Silent PID: Some women have minimal symptoms yet tubal scarring develops — infertility is first sign.
Complications
| Complication | Consequence |
|---|---|
| Tubal scarring | Infertility |
| Ectopic pregnancy | Life-threatening if ruptures |
| Chronic pelvic pain | Long-term disability |
| Tubo-ovarian abscess | Hospital admission, surgery |
| Fitz-Hugh-Curtis syndrome | Liver capsule inflammation — right upper pain |
Each PID episode increases damage — same-day antibiotics when suspected.
Diagnosis
Clinical diagnosis — tests support but do not wait for results if typical picture:
- history and examination — cervical motion tenderness, adnexal tenderness
- high vaginal swab — chlamydia, gonorrhoea, Mycoplasma
- endocervical swabs
- pregnancy test — exclude ectopic
- blood tests — CRP, WCC
- ultrasound — tubo-ovarian abscess, alternative diagnosis
Laparoscopy — gold standard but invasive — reserved for uncertain or severe cases.
Treatment
Outpatient (mild-moderate PID)
Typical regimen (BASHH):
- Doxycycline 100mg twice daily for 14 days
- Metronidazole 400mg twice daily for 14 days
- plus ceftriaxone 500mg IM single dose if gonorrhoea not excluded
Alternative if doxycycline unsuitable — clinic selects.
Inpatient (severe PID)
- IV antibiotics
- abscess — drainage or surgery
- pregnancy — adjusted regimens — specialist care
- no response in 72 hours — reconsider diagnosis, imaging
After treatment
- follow-up 72 hours — should improve; if not, review
- test of cure for chlamydia/gonorrhoea at 3 months
- partner treatment mandatory
- no sex until completion
PID and fertility
Honest statistics:
- 1 in 10 women with PID experience infertility
- risk higher with repeated episodes, delayed treatment, severe disease
Trying to conceive after PID:
- GP referral if not pregnant after 12 months (under 36) or 6 months (over 36)
- early ectopic pregnancy awareness — positive test plus pain needs scan
Prevention
- regular STI testing — chlamydia often silent
- condoms with new partners
- chlamydia screen before IUD fitting
- prompt treatment of STIs
PID vs endometriosis
Both cause pelvic pain and painful sex — different mechanisms:
- PID — acute infection, fever, discharge — antibiotics help
- Endometriosis — chronic cyclical pain — no fever/discharge pattern
Sometimes coexist — specialist untangles.
PID is a medical emergency for fertility — pelvic pain plus STI risk means same-day antibiotics, not wait-and-see.
Common questions
- What causes pelvic inflammatory disease?

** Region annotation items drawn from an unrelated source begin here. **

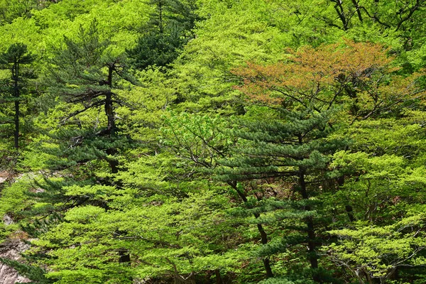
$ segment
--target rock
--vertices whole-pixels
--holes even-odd
[[[0,184],[6,182],[9,178],[9,173],[8,172],[0,172]]]
[[[6,241],[0,246],[0,257],[18,261],[21,253],[28,248],[29,245],[19,240]],[[15,284],[30,282],[31,280],[18,274],[13,268],[0,262],[0,283]]]
[[[6,214],[3,217],[3,223],[4,223],[5,225],[11,225],[13,224],[13,219]]]

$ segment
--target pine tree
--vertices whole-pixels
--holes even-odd
[[[28,68],[35,60],[23,43],[13,43],[11,45],[7,51],[0,55],[1,69],[11,70],[11,77],[6,82],[7,93],[11,97],[5,98],[6,102],[13,102],[15,107],[13,131],[15,148],[19,148],[19,103],[23,99],[28,85],[28,80],[34,79],[33,72]]]
[[[273,119],[257,117],[237,121],[239,130],[231,131],[242,139],[236,153],[224,159],[217,170],[224,180],[262,181],[273,179],[293,198],[252,200],[243,214],[257,214],[257,224],[281,223],[289,234],[272,240],[258,251],[262,257],[285,252],[287,248],[305,244],[306,258],[314,280],[321,282],[317,248],[321,244],[317,229],[321,218],[316,212],[315,197],[320,181],[325,178],[329,156],[345,143],[328,138],[333,131],[329,124],[330,111],[318,114],[310,109],[288,111],[280,108]],[[245,212],[245,213],[244,213]],[[267,213],[268,217],[264,213]],[[272,215],[271,215],[271,212]],[[240,214],[241,214],[240,212]]]
[[[191,30],[199,19],[192,1],[151,0],[154,7],[136,45],[128,53],[138,69],[151,65],[165,67],[179,56],[183,45],[193,37]]]

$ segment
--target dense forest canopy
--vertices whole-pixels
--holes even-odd
[[[26,248],[0,261],[40,284],[426,283],[425,21],[0,0],[0,246]]]

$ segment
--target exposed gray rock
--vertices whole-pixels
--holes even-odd
[[[20,253],[28,249],[29,246],[19,240],[6,241],[0,245],[0,257],[18,261]],[[11,267],[0,262],[0,283],[28,283],[29,279],[21,276]]]
[[[13,219],[6,214],[3,217],[3,223],[5,225],[11,225],[13,224]]]
[[[0,184],[6,182],[9,178],[9,173],[8,172],[0,172]]]

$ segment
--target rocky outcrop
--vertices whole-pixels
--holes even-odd
[[[21,241],[8,241],[0,246],[0,257],[18,261],[21,257],[20,253],[28,247],[28,245]],[[0,283],[15,284],[29,282],[31,282],[29,279],[21,276],[13,268],[0,262]]]
[[[13,222],[11,218],[7,215],[5,215],[4,222],[9,224]],[[21,253],[28,248],[29,245],[26,244],[19,239],[13,237],[0,244],[0,258],[19,261]],[[29,279],[20,275],[13,268],[0,262],[1,284],[28,283],[29,282],[31,282]]]

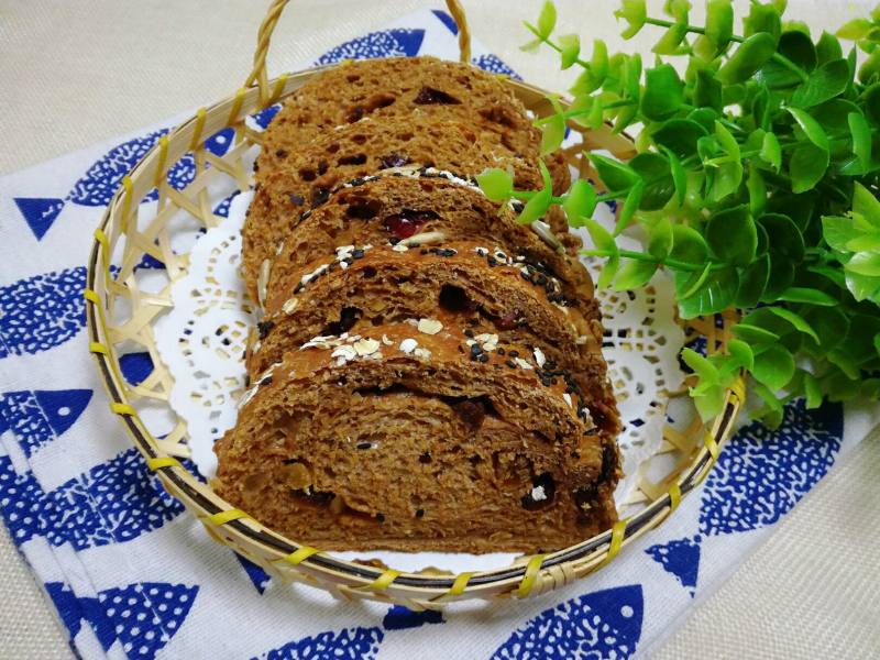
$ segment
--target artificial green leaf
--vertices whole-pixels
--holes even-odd
[[[721,375],[715,365],[693,349],[683,349],[681,359],[700,377],[700,381],[707,383],[718,382]]]
[[[776,332],[743,321],[734,326],[732,330],[734,334],[749,342],[752,346],[765,345],[780,340],[779,334]]]
[[[734,34],[734,8],[730,0],[708,0],[706,2],[706,37],[723,51]]]
[[[749,15],[743,20],[743,28],[746,36],[768,33],[776,44],[776,40],[779,38],[782,32],[781,13],[782,12],[771,3],[761,4],[760,2],[752,2]]]
[[[798,286],[787,288],[779,295],[779,299],[787,302],[809,302],[821,307],[834,307],[835,305],[839,305],[837,298],[829,296],[825,292]]]
[[[849,84],[849,65],[846,59],[827,62],[810,75],[806,82],[794,90],[792,106],[812,108],[833,99]]]
[[[794,108],[790,108],[790,110],[794,110]],[[794,193],[805,193],[815,188],[816,184],[825,176],[828,162],[827,150],[814,144],[802,144],[796,147],[792,152],[789,163],[791,189]]]
[[[576,34],[563,34],[559,37],[559,56],[562,59],[561,67],[566,69],[578,62],[578,56],[581,54],[581,37]]]
[[[627,228],[636,210],[639,208],[639,204],[641,204],[641,196],[644,194],[645,182],[639,179],[632,185],[626,196],[626,199],[624,199],[624,206],[620,207],[620,215],[617,218],[617,224],[614,227],[614,235],[618,235]]]
[[[749,191],[749,211],[752,217],[760,216],[767,205],[767,186],[765,186],[760,169],[755,166],[749,167],[746,188]]]
[[[648,253],[657,258],[666,258],[672,250],[672,223],[669,218],[660,218],[648,228]]]
[[[779,36],[779,54],[793,62],[805,72],[816,68],[816,46],[810,38],[810,34],[804,34],[800,30],[787,31]]]
[[[636,182],[641,180],[641,177],[631,167],[620,161],[596,153],[590,154],[590,161],[596,168],[598,178],[612,193],[625,193]]]
[[[755,307],[761,299],[767,280],[770,277],[770,256],[765,254],[755,263],[749,264],[739,275],[739,288],[737,289],[734,305],[741,308]]]
[[[661,151],[669,158],[669,170],[672,174],[672,185],[675,188],[675,201],[679,206],[682,206],[688,195],[688,174],[674,153],[666,147],[661,147]]]
[[[755,353],[751,346],[741,339],[732,339],[727,342],[727,350],[730,355],[736,358],[737,363],[743,369],[751,371],[755,367]]]
[[[675,23],[663,33],[651,51],[658,55],[674,55],[685,36],[688,36],[688,24]]]
[[[798,125],[801,127],[801,130],[803,130],[804,135],[806,135],[810,142],[822,150],[828,151],[828,136],[825,134],[820,123],[813,119],[809,112],[801,108],[787,108],[787,110],[794,118],[794,121],[798,122]]]
[[[654,152],[644,152],[629,161],[629,166],[645,183],[638,208],[645,211],[662,209],[675,191],[669,160]]]
[[[755,7],[755,6],[752,6]],[[718,70],[718,79],[725,85],[743,82],[767,63],[776,53],[776,40],[766,32],[748,37]]]
[[[696,152],[696,141],[706,135],[706,130],[690,119],[670,119],[664,121],[651,134],[654,143],[664,146],[680,158]]]
[[[872,299],[880,293],[880,277],[859,275],[851,271],[845,271],[845,275],[846,288],[849,289],[856,300]]]
[[[799,314],[791,311],[790,309],[785,309],[784,307],[777,307],[777,306],[768,306],[761,307],[762,310],[767,310],[770,314],[774,314],[779,318],[788,321],[791,323],[795,330],[799,332],[803,332],[804,334],[809,334],[815,341],[818,341],[818,334],[816,334],[815,330],[806,322],[806,320]]]
[[[782,167],[782,150],[779,146],[779,140],[773,133],[765,133],[759,157],[777,172]]]
[[[484,169],[475,178],[480,189],[491,201],[507,201],[514,193],[514,177],[505,169]]]
[[[712,264],[707,263],[702,271],[694,271],[692,273],[676,273],[675,274],[675,293],[679,300],[690,298],[698,292],[706,284],[710,274],[712,273]]]
[[[620,267],[620,257],[618,255],[609,256],[608,261],[605,262],[605,265],[602,266],[602,271],[598,273],[598,278],[596,279],[596,287],[600,289],[606,289],[610,286],[614,276],[617,274],[617,268]]]
[[[612,285],[616,292],[628,292],[648,284],[657,272],[658,264],[653,262],[630,260],[617,272],[617,277]]]
[[[552,2],[544,2],[538,16],[538,34],[544,38],[550,36],[557,24],[557,8]]]
[[[859,160],[864,172],[871,164],[871,128],[868,125],[868,120],[858,112],[850,112],[846,119],[853,136],[853,153]]]
[[[854,254],[844,268],[856,275],[867,275],[868,277],[880,277],[880,253],[859,252]]]
[[[816,57],[820,64],[832,62],[833,59],[840,59],[844,56],[844,50],[840,47],[840,42],[837,37],[823,30],[822,36],[816,43]]]
[[[617,253],[617,244],[614,242],[614,238],[608,230],[606,230],[602,224],[592,220],[590,218],[584,218],[583,220],[584,227],[586,227],[586,231],[590,233],[590,238],[593,240],[593,244],[598,250],[606,250],[614,254]]]
[[[880,228],[880,200],[859,182],[853,187],[853,211]]]
[[[840,38],[858,41],[865,38],[872,29],[873,23],[868,19],[853,19],[848,23],[844,23],[835,34]]]
[[[661,121],[674,113],[683,100],[683,84],[669,64],[645,70],[645,91],[641,95],[641,113]]]
[[[578,179],[571,185],[562,202],[565,217],[572,227],[583,227],[584,218],[591,218],[596,210],[596,190],[585,179]]]
[[[794,358],[784,346],[773,344],[755,355],[751,375],[773,392],[782,389],[794,376]]]
[[[755,258],[758,231],[745,205],[710,217],[705,235],[710,249],[722,262],[747,266]]]
[[[672,252],[669,256],[689,264],[703,265],[708,255],[708,245],[703,235],[684,224],[672,226]]]
[[[739,277],[736,268],[713,271],[712,277],[706,279],[701,289],[679,300],[679,312],[682,318],[692,319],[724,311],[733,305],[738,287]]]
[[[641,26],[645,25],[645,20],[648,18],[645,0],[623,0],[620,2],[620,9],[615,11],[614,15],[627,22],[627,29],[624,30],[622,36],[624,38],[631,38],[638,34]]]
[[[822,388],[810,372],[804,372],[804,394],[806,394],[807,410],[813,410],[822,405]]]

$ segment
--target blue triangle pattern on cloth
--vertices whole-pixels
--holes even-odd
[[[404,630],[406,628],[418,628],[425,624],[444,624],[443,613],[437,609],[425,609],[413,612],[409,607],[394,605],[388,609],[382,626],[386,630]]]
[[[153,359],[146,351],[141,353],[125,353],[119,356],[119,367],[122,377],[131,385],[140,385],[153,373]]]
[[[144,582],[77,596],[62,582],[47,582],[52,602],[73,639],[87,622],[106,651],[119,640],[130,658],[154,658],[180,629],[199,587]]]
[[[53,546],[123,543],[161,528],[184,510],[146,470],[135,448],[45,493],[32,472],[16,474],[0,457],[0,513],[13,540],[43,536]]]
[[[383,632],[381,628],[345,628],[339,632],[321,632],[304,637],[260,656],[260,660],[319,660],[343,658],[372,660],[378,652]]]
[[[34,232],[37,241],[41,241],[50,227],[57,220],[58,215],[64,208],[63,199],[43,197],[15,197],[13,199],[19,207],[24,221],[31,231]]]
[[[86,268],[26,277],[0,287],[0,359],[47,351],[86,324]]]
[[[261,594],[264,591],[266,591],[266,586],[268,586],[268,583],[272,580],[268,573],[266,573],[263,569],[261,569],[258,565],[256,565],[246,557],[242,557],[238,552],[233,552],[233,554],[235,556],[235,559],[238,559],[239,562],[241,563],[242,568],[244,569],[244,572],[248,574],[248,579],[251,582],[253,582],[254,586],[256,587],[256,591],[260,592]]]
[[[316,64],[371,57],[414,57],[421,48],[424,30],[383,30],[353,38],[321,55]]]
[[[651,546],[645,552],[658,562],[663,570],[672,573],[688,590],[691,597],[696,590],[700,575],[700,536],[694,539],[676,539],[668,543]]]
[[[640,584],[593,592],[544,609],[516,630],[492,658],[629,658],[641,638],[644,612]]]
[[[167,132],[167,129],[162,129],[118,144],[89,166],[86,174],[74,184],[67,198],[81,206],[107,206],[122,184],[122,177]]]
[[[452,34],[458,34],[458,33],[459,33],[459,26],[458,26],[458,24],[455,23],[455,19],[453,19],[451,15],[449,15],[449,14],[448,14],[447,12],[444,12],[442,9],[432,9],[432,10],[431,10],[431,13],[432,13],[433,15],[436,15],[436,16],[437,16],[437,19],[438,19],[438,20],[439,20],[439,21],[440,21],[440,22],[441,22],[443,25],[446,25],[446,26],[447,26],[447,29],[448,29],[448,30],[449,30],[449,31],[450,31]]]
[[[91,389],[8,392],[0,395],[0,416],[30,458],[79,419],[91,395]]]
[[[735,534],[777,522],[828,472],[843,433],[843,406],[807,410],[803,399],[785,406],[778,429],[758,421],[740,429],[706,480],[700,532]]]

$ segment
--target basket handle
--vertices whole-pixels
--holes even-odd
[[[260,25],[256,34],[256,51],[254,52],[254,66],[244,81],[244,87],[260,88],[260,105],[265,107],[272,99],[272,90],[268,88],[268,74],[266,73],[266,54],[268,53],[272,33],[275,25],[287,6],[288,0],[272,0],[272,4],[266,12],[266,18]],[[459,26],[459,59],[468,63],[471,61],[471,31],[468,29],[468,20],[464,16],[464,9],[459,0],[447,0],[447,8],[452,19]]]

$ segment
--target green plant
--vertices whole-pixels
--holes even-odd
[[[615,12],[625,37],[662,28],[656,62],[609,55],[602,41],[582,58],[576,35],[553,36],[548,2],[535,40],[562,68],[580,74],[573,102],[540,119],[542,151],[562,142],[566,121],[637,133],[638,154],[619,162],[587,154],[602,190],[584,180],[553,196],[544,172],[538,191],[515,190],[502,170],[479,177],[502,201],[526,201],[520,221],[561,205],[606,257],[598,286],[630,289],[658,268],[674,277],[684,318],[729,307],[744,311],[725,355],[685,350],[697,374],[691,389],[704,417],[719,411],[739,370],[755,381],[759,411],[778,424],[782,406],[804,396],[846,400],[880,394],[880,9],[813,40],[803,23],[784,22],[784,0],[752,0],[734,33],[730,0],[707,0],[705,25],[689,22],[690,2],[668,0],[668,18],[648,15],[645,0]],[[847,54],[839,38],[853,40]],[[860,66],[857,48],[867,54]],[[670,63],[679,64],[678,67]],[[680,73],[683,72],[683,73]],[[596,205],[619,200],[609,233],[592,219]],[[641,227],[644,252],[614,238]]]

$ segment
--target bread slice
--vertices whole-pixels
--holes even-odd
[[[249,286],[308,206],[324,201],[334,188],[353,178],[404,165],[435,166],[464,176],[487,167],[510,167],[520,188],[541,185],[535,162],[512,155],[460,121],[415,116],[405,120],[363,119],[318,136],[292,153],[285,168],[257,185],[242,230]]]
[[[248,369],[256,376],[314,337],[436,318],[464,329],[471,344],[525,345],[546,371],[570,374],[596,426],[614,438],[618,415],[601,353],[602,324],[584,308],[597,315],[592,298],[568,297],[541,264],[492,243],[345,245],[277,283]]]
[[[538,161],[540,132],[498,76],[435,57],[363,59],[328,68],[285,101],[264,134],[257,182],[338,127],[363,118],[405,125],[411,117],[461,121],[503,152]],[[561,193],[570,183],[568,166],[557,157],[547,163]]]
[[[254,300],[265,301],[275,282],[288,282],[309,263],[332,254],[338,245],[378,245],[437,232],[447,241],[483,241],[540,262],[564,283],[570,295],[585,300],[593,297],[590,275],[571,254],[580,248],[573,234],[568,234],[574,242],[565,252],[560,243],[517,223],[509,208],[497,208],[469,182],[440,170],[348,182],[300,217],[280,251],[261,266],[263,278],[252,283],[250,294]]]
[[[525,346],[468,340],[424,320],[290,350],[217,443],[215,490],[331,550],[543,552],[607,529],[618,457],[587,402]]]

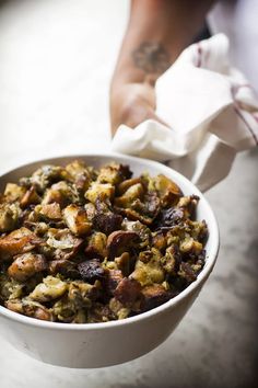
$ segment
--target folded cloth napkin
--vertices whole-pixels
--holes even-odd
[[[258,100],[227,53],[223,34],[186,48],[156,82],[156,114],[168,127],[121,125],[112,149],[164,162],[201,191],[224,179],[236,152],[258,145]]]

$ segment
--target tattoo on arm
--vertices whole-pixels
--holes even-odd
[[[162,73],[171,65],[169,55],[160,43],[143,42],[132,52],[132,60],[137,68],[146,73]]]

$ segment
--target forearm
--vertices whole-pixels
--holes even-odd
[[[154,84],[200,31],[212,0],[131,0],[113,84]]]

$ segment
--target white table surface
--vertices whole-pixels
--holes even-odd
[[[0,1],[0,171],[109,148],[108,83],[126,0]],[[249,387],[257,336],[258,153],[208,194],[222,236],[215,270],[175,333],[133,362],[45,365],[0,338],[1,388]]]

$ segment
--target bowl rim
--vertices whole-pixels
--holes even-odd
[[[34,160],[32,162],[25,163],[25,164],[21,164],[16,168],[12,168],[11,170],[4,172],[3,174],[0,175],[0,180],[3,179],[5,175],[15,172],[16,170],[23,169],[23,168],[30,168],[33,167],[34,164],[38,164],[38,163],[51,163],[58,160],[62,160],[62,159],[83,159],[83,158],[115,158],[115,159],[124,159],[127,160],[128,163],[130,164],[130,161],[134,161],[134,162],[139,162],[139,163],[144,163],[144,164],[149,164],[150,167],[156,167],[157,169],[160,169],[162,167],[163,170],[166,170],[168,174],[173,174],[173,176],[179,182],[184,182],[187,186],[189,186],[190,190],[192,190],[195,192],[195,194],[197,194],[200,199],[202,201],[202,203],[204,204],[204,206],[207,207],[207,210],[209,213],[209,218],[210,218],[210,224],[211,224],[211,229],[212,229],[212,240],[213,240],[213,244],[209,251],[209,255],[206,258],[206,264],[203,266],[203,269],[201,270],[201,272],[199,273],[197,279],[195,282],[192,282],[188,287],[186,287],[181,293],[179,293],[177,296],[175,296],[174,298],[169,299],[168,301],[166,301],[163,305],[160,305],[149,311],[145,312],[141,312],[137,316],[133,317],[129,317],[126,319],[121,319],[121,320],[114,320],[114,321],[108,321],[108,322],[97,322],[97,323],[63,323],[63,322],[50,322],[50,321],[44,321],[44,320],[39,320],[36,318],[32,318],[32,317],[26,317],[23,316],[19,312],[14,312],[9,310],[8,308],[5,308],[4,306],[0,305],[0,315],[2,315],[3,317],[10,319],[10,320],[14,320],[19,323],[23,323],[25,326],[31,326],[31,327],[35,327],[35,328],[42,328],[42,329],[54,329],[54,330],[64,330],[64,331],[92,331],[92,330],[103,330],[103,329],[112,329],[112,328],[118,328],[118,327],[124,327],[127,324],[132,324],[132,323],[137,323],[139,321],[144,321],[146,319],[154,319],[156,315],[164,312],[168,309],[171,309],[173,306],[178,305],[183,299],[187,298],[188,295],[190,295],[191,293],[194,293],[196,290],[196,288],[198,288],[198,286],[201,286],[204,281],[208,278],[208,276],[210,275],[215,261],[216,261],[216,256],[219,253],[219,248],[220,248],[220,233],[219,233],[219,226],[218,226],[218,221],[215,218],[215,215],[212,210],[211,205],[209,204],[209,202],[207,201],[207,198],[203,196],[203,194],[200,192],[200,190],[194,184],[191,183],[186,176],[184,176],[183,174],[180,174],[179,172],[177,172],[176,170],[162,164],[157,161],[151,160],[151,159],[145,159],[145,158],[138,158],[134,156],[129,156],[129,155],[124,155],[124,153],[118,153],[118,152],[89,152],[89,153],[83,153],[83,155],[66,155],[66,156],[55,156],[55,157],[49,157],[49,158],[44,158],[44,159],[38,159],[38,160]],[[180,183],[179,183],[180,185]]]

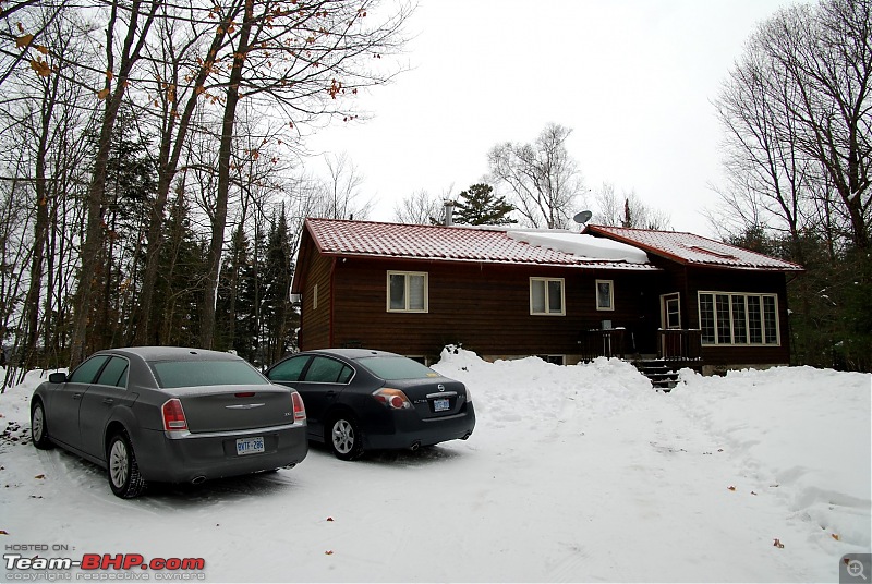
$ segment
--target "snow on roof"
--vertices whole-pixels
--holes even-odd
[[[306,219],[306,227],[318,251],[325,255],[396,257],[405,259],[446,259],[452,261],[481,261],[492,264],[535,264],[542,266],[576,266],[608,269],[657,268],[640,260],[626,259],[615,253],[615,246],[606,252],[608,244],[578,244],[574,248],[561,238],[582,238],[569,231],[560,232],[556,239],[543,236],[544,232],[530,236],[536,243],[509,236],[506,228],[444,226],[415,226],[380,223],[374,221],[349,221],[339,219]],[[522,230],[512,230],[520,233]],[[593,240],[594,238],[590,238]],[[585,236],[584,240],[588,240]],[[584,241],[580,240],[580,241]],[[629,247],[629,246],[628,246]],[[568,251],[569,250],[569,251]],[[576,253],[586,251],[584,253]],[[644,256],[644,252],[639,252]]]
[[[508,231],[506,234],[517,241],[579,257],[647,264],[647,254],[639,247],[593,235],[582,235],[565,230]]]
[[[614,241],[635,245],[679,264],[773,271],[801,271],[803,269],[799,264],[693,233],[606,226],[588,226],[585,233],[598,233]]]

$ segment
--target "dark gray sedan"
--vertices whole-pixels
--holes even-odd
[[[244,360],[202,349],[100,351],[31,399],[36,448],[58,445],[106,469],[112,492],[193,483],[301,462],[303,400]]]
[[[272,365],[266,376],[296,389],[306,404],[308,437],[337,458],[370,449],[417,449],[475,428],[467,387],[402,355],[368,349],[307,351]]]

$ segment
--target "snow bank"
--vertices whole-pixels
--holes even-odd
[[[777,485],[797,516],[869,549],[872,376],[777,367],[702,377],[683,369],[670,397],[726,439],[759,485]]]
[[[626,243],[582,235],[571,231],[507,231],[506,234],[516,240],[556,250],[567,254],[590,259],[611,259],[630,264],[647,264],[647,254]]]
[[[617,358],[571,366],[534,356],[488,363],[471,351],[447,348],[433,368],[463,381],[472,392],[476,416],[496,423],[550,422],[569,413],[567,398],[572,398],[573,411],[607,416],[628,402],[655,396],[635,367]]]

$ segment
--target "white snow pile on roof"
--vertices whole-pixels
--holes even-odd
[[[647,264],[647,254],[639,247],[603,238],[594,238],[593,235],[583,235],[557,229],[547,231],[507,231],[506,234],[516,241],[522,241],[530,245],[537,245],[589,259]]]

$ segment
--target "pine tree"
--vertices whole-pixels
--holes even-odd
[[[510,212],[514,206],[506,202],[506,197],[494,195],[489,184],[477,183],[460,193],[455,210],[455,222],[468,226],[505,226],[513,223]]]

- Bacteria ascending from cervix to upper reproductive tract — most often chlamydia or gonorrhoea; sometimes bacteria from vagina after procedures (IUD insertion, miscarriage, abortion) or childbirth. Multiple sexual partners and not using condoms increase risk. Not caused by poor hygiene alone.
- How do I know if I have PID?
- Lower tummy pain (often both sides), deep pain during sex, fever, unusual vaginal discharge, bleeding between periods or after sex, pain urinating, feeling unwell. Some women have mild or no symptoms — infertility discovered later. Examination — tenderness on moving cervix — suggests PID.
- Can PID cause infertility?
- Yes — inflammation scars fallopian tubes, blocking egg and sperm meeting. Risk rises with each PID episode and delay in treatment. Roughly 1 in 10 women with PID become infertile — higher after repeated or severe PID. Ectopic pregnancy risk also increases.
- How is PID treated?
- Antibiotic combinations — outpatient often doxycycline plus metronidazole for 14 days, sometimes with single-dose ceftriaxone injection for gonorrhoea cover. Severe illness, pregnancy, or abscess — hospital admission for IV antibiotics and possible surgery. No sex until treatment completed and partners treated.
- Can I get PID from an IUD?
- Slight risk in first 3 weeks after coil insertion — screening for chlamydia before fitting reduces risk. IUD can usually stay in place during PID treatment unless not improving.
- Does my partner need treatment if I have PID?
- Yes — male partners should be tested and treated for chlamydia/gonorrhoea even without symptoms — prevents reinfection. Contact tracing through sexual health clinic.